The two GF110 graphics processors have sixteen shader clusters embedded in them (called SMs) bringing a full 512 shader processors per GPU.
To keep TDP, power consumption and noise levels at really acceptable values, NVIDIA did keep the clock frequency and thus voltage lower than the GTX 580. That's 607 MHz on the graphics processors and 3414 MHz (effective data-rate) on the GDDR5 memory. But that will still chunk out ridiculous performance numbers of course.
GeForce 9800 GTX |
GeForce GTX 285 |
GeForce GTX 295 |
GeForce GTX 480 |
GeForce GTX 580 |
GeForce GTX 590 | |
Stream (Shader) Processors | 128 | 240 | 240 x2 | 480 | 512 | 1024 |
Core Clock (MHz) | 675 | 648 | 576 | 700 | 772 | 607 |
Shader Clock (MHz) | 1675 | 1476 | 1242 | 1400 | 1544 | 1215 |
Memory Clock (effective MHz) | 2200 | 2400 | 2000 | 3700 | 4000 | 3414 |
Memory amount | 512 MB | 1024 MB | 1792 MB | 1536 | 1536 | 3072 |
Memory Interface | 256-bit | 512-bit | 448-bit x2 | 384-bit | 384-bit | 384-bit |
Memory Type | gDDR2 | gDDR3 | gDDR3 | gDDR5 | gDDR5 | gDDR5 |
HDCP | Yes | Yes | Yes | Yes | Yes | Yes |
Two Dual link DVI | Yes | Yes | Yes | Yes | Yes | Yes |
HDMI | No | No | No | Yes | Yes | Yes |
Memory wise NVIDIA has sizable and expensive memory volumes due to their architecture, we pass 1 GB per GPU as standard these days for most of NVIDIA's series 500 graphics cards.
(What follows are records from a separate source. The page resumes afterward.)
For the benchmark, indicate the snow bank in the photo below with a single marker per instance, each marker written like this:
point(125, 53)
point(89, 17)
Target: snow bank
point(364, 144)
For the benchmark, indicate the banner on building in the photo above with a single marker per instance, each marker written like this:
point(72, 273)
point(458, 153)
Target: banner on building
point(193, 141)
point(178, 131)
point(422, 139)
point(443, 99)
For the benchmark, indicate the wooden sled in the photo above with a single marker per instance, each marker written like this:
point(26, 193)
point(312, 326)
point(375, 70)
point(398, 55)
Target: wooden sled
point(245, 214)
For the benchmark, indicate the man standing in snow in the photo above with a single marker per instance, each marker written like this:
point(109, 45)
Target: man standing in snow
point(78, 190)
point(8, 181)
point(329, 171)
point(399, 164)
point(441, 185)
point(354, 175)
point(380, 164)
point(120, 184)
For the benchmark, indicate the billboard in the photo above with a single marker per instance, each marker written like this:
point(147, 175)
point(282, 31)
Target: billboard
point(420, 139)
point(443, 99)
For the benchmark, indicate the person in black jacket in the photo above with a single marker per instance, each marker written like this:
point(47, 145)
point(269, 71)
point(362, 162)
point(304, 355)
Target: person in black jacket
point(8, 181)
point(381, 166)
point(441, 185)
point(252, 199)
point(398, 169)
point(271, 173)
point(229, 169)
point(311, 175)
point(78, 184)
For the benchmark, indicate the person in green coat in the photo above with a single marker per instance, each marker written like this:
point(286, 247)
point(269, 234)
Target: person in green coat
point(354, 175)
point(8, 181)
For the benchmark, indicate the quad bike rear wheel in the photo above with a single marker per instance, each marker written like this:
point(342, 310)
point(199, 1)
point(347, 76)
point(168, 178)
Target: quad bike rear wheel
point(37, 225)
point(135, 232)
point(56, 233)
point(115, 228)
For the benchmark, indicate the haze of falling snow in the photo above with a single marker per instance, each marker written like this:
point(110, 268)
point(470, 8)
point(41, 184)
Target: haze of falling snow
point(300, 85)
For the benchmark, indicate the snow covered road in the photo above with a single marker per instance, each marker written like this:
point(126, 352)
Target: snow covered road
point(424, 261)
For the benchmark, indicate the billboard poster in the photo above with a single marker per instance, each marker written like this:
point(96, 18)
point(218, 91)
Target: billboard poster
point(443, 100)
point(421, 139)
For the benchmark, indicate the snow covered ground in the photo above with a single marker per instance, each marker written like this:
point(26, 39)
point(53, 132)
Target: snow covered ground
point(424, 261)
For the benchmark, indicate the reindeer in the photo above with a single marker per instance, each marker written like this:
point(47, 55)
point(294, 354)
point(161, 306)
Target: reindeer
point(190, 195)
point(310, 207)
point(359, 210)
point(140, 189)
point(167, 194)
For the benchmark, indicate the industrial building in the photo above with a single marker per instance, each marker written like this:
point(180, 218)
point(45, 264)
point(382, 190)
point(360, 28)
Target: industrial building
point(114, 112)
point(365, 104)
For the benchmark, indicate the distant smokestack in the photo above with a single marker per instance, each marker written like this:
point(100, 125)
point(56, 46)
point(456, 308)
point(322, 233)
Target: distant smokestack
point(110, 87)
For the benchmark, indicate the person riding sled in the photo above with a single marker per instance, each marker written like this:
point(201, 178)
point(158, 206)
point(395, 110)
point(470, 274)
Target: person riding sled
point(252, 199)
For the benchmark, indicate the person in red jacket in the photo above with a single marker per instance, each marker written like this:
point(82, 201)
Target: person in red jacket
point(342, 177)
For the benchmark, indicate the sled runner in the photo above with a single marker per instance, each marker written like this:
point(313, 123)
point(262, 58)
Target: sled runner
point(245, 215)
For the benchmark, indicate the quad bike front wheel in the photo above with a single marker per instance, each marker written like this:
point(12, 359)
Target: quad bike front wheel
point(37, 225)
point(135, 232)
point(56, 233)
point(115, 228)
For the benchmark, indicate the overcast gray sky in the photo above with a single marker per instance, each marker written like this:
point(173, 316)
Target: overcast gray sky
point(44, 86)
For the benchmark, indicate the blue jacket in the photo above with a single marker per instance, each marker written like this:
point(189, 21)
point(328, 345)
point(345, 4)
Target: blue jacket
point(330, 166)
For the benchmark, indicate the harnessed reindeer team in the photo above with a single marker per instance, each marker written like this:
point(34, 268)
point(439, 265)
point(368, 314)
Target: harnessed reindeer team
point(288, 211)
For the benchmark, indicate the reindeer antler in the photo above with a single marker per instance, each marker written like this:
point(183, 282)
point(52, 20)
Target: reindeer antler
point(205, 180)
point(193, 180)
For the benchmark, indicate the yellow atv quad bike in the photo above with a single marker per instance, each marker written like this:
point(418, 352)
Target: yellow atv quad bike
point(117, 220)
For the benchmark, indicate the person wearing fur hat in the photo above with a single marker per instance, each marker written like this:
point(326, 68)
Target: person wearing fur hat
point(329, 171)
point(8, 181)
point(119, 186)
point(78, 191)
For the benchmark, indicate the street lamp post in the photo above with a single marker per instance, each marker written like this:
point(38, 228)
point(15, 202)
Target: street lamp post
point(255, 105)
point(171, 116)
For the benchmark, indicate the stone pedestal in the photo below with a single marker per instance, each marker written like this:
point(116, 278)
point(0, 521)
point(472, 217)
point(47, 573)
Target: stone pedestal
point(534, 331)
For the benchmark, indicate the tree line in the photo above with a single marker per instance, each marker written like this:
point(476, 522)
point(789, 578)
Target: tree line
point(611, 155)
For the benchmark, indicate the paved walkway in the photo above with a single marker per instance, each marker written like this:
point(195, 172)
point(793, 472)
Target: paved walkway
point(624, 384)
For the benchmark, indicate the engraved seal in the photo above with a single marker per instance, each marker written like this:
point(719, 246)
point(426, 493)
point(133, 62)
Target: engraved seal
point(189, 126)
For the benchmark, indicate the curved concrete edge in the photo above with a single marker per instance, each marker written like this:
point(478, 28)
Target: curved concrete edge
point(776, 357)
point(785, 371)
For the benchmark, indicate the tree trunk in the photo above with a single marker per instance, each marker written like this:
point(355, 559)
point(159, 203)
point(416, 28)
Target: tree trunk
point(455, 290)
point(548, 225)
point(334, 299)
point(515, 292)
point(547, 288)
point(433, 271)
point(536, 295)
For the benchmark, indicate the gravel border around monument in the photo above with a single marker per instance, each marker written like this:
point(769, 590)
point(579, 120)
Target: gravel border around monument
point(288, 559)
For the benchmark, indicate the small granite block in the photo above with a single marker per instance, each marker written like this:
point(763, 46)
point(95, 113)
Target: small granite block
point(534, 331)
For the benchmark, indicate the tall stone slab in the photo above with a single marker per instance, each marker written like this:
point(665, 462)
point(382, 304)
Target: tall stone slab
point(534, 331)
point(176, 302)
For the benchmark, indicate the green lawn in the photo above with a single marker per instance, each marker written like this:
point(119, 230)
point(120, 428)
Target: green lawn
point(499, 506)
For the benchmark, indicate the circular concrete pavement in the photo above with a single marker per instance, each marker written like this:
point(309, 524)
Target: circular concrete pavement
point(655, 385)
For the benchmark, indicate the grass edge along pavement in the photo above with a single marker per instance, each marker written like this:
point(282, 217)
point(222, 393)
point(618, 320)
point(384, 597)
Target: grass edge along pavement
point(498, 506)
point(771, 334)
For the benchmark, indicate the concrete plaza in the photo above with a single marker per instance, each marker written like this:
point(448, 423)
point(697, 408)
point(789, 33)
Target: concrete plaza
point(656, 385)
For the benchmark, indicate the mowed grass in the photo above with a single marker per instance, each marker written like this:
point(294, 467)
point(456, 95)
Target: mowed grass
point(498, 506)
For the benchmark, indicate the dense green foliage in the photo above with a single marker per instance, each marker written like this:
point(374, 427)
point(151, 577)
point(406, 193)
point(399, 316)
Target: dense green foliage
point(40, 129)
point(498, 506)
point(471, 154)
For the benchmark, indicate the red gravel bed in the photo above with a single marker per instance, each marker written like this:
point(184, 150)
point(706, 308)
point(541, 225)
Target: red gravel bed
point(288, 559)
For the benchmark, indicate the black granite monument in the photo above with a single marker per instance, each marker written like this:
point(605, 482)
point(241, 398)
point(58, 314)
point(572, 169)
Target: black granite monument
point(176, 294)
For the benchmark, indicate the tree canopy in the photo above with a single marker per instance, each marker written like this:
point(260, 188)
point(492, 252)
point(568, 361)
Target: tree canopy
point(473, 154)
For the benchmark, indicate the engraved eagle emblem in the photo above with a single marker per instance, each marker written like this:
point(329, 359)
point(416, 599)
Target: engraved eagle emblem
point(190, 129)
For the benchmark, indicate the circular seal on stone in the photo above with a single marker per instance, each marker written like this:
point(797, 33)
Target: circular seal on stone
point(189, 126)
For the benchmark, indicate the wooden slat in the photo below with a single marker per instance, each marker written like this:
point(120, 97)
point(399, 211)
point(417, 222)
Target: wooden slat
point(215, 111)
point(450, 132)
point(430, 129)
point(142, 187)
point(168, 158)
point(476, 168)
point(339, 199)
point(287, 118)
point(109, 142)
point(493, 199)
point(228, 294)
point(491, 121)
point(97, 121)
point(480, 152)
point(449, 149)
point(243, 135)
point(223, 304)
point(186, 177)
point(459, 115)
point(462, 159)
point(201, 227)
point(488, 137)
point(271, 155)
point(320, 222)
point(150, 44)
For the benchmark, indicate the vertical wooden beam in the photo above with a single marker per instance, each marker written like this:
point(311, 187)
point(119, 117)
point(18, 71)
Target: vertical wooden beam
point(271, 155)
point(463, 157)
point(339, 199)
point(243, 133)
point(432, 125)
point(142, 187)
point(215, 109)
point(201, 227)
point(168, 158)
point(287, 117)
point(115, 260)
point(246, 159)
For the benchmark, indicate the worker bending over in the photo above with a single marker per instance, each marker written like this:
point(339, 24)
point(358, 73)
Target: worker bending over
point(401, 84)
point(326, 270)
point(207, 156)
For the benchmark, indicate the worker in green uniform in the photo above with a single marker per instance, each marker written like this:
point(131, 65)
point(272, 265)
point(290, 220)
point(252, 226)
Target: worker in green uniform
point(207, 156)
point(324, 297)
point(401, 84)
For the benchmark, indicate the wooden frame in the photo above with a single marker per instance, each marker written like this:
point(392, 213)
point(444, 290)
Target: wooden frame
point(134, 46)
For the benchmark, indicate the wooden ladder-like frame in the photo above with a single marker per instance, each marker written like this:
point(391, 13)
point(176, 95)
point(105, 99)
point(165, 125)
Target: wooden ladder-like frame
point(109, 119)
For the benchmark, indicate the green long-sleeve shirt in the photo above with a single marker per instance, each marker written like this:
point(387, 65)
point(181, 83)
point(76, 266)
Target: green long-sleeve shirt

Each memory partition utilizes one memory controller on the respective GPU, which will get 256MB of memory tied to it.
- The GTX 590 has six (x2) memory controllers (12x256MB) = 3072 MB of GDDR5 memory
- The GTX 580 has six memory controllers (6x256MB) = 1536 MB of GDDR5 memory
As you can understand, the memory partitions, bus-width and combination of GDDR5 memory (quad data rate) allow the GPU to work with a high framebuffer bandwidth (effective). Let's put most of the data in a chart to get an idea and overview of some specific changes:
Graphics card | GeForce GTX 470 | GeForce GTX 480 | GeForce GTX 580 | GeForce GTX 590 |
Fabrication node | 40nm | 40nm | 40nm | 40nm |
Shader processors | 448 | 480 | 512 | 1024 |
Streaming Multiprocessors (SM) | 14 | 15 | 16 | 32 |
Texture Units | 56 | 60 | 64 | 128 |
ROP units | 40 | 48 | 48 | 96 |
Graphics Clock (Core) | 607 MHz | 700 MHz | 772 MHz | 607 MHz |
Shader Processor Clock | 1215 MHz | 1401 MHz | 1544 MHz | 1215 MHz |
Memory Clock / Data rate MHz | 837 / 3348 | 924 / 3696 | 1000 / 4000 | 854 / 3414 |
Graphics memory | 1280 MB | 1536 MB | 1536 MB | 3072 MB |
Memory interface | 320-bit | 384-bit | 384-bit | 384-bit |
Memory bandwidth | 134 GB/s | 177 GB/s | 192 GB/s | 164 GB/s per GPU |
Power connectors | 2x6-pin PEG | 1x6-pin PEG, 1x8-pin PEG | 1x6-pin PEG, 1x8-pin PEG | 2x8-pin PEG |
Max board power (TDP) | 215 Watts | 250 Watts | 244 Watts | 365 Watts |
Recommended Power supply | 550 Watts | 600 Watts | 600 Watts | 700 Watts |
GPU Thermal Threshold | 105 degrees C | 105 degrees C | 97 degrees C | 97 degrees C |
So we talked about the core clocks, specifications and memory partitions. Obviously there's a lot more to talk through. Now, at the end of the pipeline we run into the ROP (Raster Operation) engine and each GF110 GPU has 48 units for features like pixel blending and AA. There's a total of 64 texture filtering units per GPU available for the GeForce GTX 590. The math is simple here, each SM has four texture units tied to it.
- GeForce GTX 590 has 2 x (16 SMs X 4 Texture units) = 64 x 2 = 128 TUs
- GeForce GTX 580 has 16 SMs X 4 Texture units = 64 TUs
Though still a 40nm based chip, the GF110 GPU comes with almost 3 billion transistors embedded into it. So that's 6 billion transistors active in your PC -- if the Sims still doesn't run smooth... I dunno what would do the job ;)
The TDP is roughly 365 Watts, a very respectable number really. TDP = Thermal Design Power. Roughly translated, when you stress everything on the graphics card 100%, your maximum power consumption is the TDP.
The GeForce GTX 590 comes with two 8-pin power connectors to get enough current and still have some for overclocking.